Choi Dong-Hee, Liu Hui-Wen, Jung Yong Hun, Ahn Jinchul, Kim Jin-A, Oh Dongwoo, Jeong Yeju, Kim Minseop, Yoon Hongjin, Kang Byengkyu, Hong Eunsol, Song Euijeong, Chung Seok
School of Mechanical Engineering, Korea University, Seoul, 02841, Korea.
KU-KIST Graduate School of Converging Science and Technology, Korea University, Seoul, 02841, Korea.
Lab Chip. 2023 Jan 31;23(3):475-484. doi: 10.1039/d2lc00983h.

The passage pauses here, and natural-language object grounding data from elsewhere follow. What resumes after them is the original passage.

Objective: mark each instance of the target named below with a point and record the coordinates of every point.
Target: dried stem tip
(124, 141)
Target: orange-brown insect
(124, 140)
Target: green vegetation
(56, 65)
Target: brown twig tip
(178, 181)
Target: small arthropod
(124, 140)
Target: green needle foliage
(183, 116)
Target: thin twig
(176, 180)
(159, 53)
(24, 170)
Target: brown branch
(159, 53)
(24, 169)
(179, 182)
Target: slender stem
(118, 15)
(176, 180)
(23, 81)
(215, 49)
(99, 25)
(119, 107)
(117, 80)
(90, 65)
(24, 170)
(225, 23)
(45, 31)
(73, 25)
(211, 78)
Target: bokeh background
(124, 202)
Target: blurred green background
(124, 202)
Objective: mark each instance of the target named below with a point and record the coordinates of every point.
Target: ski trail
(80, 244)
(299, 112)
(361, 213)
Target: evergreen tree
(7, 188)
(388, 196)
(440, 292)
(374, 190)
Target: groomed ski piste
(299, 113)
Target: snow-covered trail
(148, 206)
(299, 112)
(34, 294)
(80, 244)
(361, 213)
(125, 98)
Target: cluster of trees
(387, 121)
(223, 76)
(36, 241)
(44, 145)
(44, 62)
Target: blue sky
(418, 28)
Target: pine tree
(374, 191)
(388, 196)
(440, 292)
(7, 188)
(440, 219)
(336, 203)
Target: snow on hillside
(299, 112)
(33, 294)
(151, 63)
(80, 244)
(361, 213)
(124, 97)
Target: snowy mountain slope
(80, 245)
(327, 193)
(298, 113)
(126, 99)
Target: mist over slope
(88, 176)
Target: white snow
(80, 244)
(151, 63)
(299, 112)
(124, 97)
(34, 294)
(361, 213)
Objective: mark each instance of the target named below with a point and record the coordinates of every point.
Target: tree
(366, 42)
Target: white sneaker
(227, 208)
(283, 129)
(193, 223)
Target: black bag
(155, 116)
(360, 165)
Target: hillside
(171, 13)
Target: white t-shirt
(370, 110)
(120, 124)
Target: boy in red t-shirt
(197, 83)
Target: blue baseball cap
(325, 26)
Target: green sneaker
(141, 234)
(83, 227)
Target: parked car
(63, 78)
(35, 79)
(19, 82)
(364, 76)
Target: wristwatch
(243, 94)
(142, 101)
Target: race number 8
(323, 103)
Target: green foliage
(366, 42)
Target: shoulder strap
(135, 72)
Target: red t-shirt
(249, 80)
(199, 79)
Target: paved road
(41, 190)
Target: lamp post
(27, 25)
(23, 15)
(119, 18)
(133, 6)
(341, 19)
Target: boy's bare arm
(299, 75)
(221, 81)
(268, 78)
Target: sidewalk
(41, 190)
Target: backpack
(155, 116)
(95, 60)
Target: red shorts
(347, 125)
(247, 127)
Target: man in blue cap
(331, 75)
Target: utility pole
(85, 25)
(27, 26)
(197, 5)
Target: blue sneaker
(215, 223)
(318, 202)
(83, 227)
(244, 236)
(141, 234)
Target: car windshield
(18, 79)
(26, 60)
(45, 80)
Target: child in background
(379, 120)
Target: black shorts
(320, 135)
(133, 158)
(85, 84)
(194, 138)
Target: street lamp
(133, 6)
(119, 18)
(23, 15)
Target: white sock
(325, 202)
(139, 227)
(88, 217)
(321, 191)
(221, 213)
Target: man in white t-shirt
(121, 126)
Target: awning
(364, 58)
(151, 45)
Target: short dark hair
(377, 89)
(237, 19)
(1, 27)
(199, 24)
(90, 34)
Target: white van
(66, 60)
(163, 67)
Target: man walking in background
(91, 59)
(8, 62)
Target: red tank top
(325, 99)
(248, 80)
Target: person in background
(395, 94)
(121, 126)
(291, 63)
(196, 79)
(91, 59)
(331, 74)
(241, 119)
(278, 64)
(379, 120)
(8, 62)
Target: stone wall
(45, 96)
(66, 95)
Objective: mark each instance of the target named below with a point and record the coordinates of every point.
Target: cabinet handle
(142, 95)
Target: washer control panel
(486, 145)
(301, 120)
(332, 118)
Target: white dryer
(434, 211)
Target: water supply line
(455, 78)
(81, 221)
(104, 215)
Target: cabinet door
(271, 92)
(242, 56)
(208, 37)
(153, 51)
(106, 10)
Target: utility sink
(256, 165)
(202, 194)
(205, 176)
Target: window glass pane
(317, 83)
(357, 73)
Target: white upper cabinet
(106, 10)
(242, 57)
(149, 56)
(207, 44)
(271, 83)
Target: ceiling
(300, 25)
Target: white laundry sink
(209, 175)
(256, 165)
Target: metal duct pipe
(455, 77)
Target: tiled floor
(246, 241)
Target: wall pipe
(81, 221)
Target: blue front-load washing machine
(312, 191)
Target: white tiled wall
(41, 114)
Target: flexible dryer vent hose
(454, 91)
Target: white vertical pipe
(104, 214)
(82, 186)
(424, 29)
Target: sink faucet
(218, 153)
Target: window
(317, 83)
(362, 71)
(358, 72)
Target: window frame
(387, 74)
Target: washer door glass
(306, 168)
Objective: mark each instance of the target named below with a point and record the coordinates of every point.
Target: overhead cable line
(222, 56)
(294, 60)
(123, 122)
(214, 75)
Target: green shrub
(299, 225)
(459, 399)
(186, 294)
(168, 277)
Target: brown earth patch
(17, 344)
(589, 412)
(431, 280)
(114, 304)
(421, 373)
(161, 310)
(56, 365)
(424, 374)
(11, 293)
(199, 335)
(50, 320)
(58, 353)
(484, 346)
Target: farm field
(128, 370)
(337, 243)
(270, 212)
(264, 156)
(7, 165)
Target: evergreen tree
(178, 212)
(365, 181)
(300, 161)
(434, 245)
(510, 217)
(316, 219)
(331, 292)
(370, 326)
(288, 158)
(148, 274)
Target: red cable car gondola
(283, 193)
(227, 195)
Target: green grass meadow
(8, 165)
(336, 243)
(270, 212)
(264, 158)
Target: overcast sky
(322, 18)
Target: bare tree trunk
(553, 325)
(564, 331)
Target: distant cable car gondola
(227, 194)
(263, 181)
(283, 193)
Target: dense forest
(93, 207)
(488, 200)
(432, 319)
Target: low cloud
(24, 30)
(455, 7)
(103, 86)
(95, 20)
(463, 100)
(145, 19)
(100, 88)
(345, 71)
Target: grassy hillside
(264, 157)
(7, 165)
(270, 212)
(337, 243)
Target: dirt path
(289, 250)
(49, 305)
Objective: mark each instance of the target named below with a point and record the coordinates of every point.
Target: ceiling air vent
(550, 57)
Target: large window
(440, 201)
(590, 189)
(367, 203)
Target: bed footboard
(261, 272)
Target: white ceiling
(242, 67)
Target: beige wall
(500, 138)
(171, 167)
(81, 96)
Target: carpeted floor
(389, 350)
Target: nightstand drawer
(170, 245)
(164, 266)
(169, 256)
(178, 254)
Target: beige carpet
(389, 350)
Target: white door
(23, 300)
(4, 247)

Angiogenesis, the formation of new blood vessels from existing vessels, has been associated with more than 70 diseases. Although numerous studies have established angiogenesis models, only a few indicators can be used to analyze angiogenic structures. In the present study, we developed an image-processing pipeline based on deep learning to analyze and quantify angiogenesis. We utilized several image-processing algorithms to quantify angiogenesis, including a deep learning-based cell nuclear segmentation algorithm and image skeletonization. This method could quantify and measure changes in blood vessels in response to biochemical gradients using 16 indicators, including length, width, number, and nuclear distribution. Moreover, this procedure is highly efficient for the three-dimensional quantitative analysis of angiogenesis and can be applied to diverse angiogenesis investigations.
血管生成,即从现有血管形成新血管,与70多种疾病有关。尽管众多研究已建立血管生成模型,但仅有少数指标可用于分析血管生成结构。在本研究中,我们开发了一种基于深度学习的图像处理流程来分析和量化血管生成。我们利用了几种图像处理算法来量化血管生成,包括基于深度学习的细胞核分割算法和图像骨架化。该方法可使用16个指标(包括长度、宽度、数量和细胞核分布)来量化和测量血管对生化梯度的变化。此外,该程序对于血管生成的三维定量分析非常高效,并且可应用于各种血管生成研究。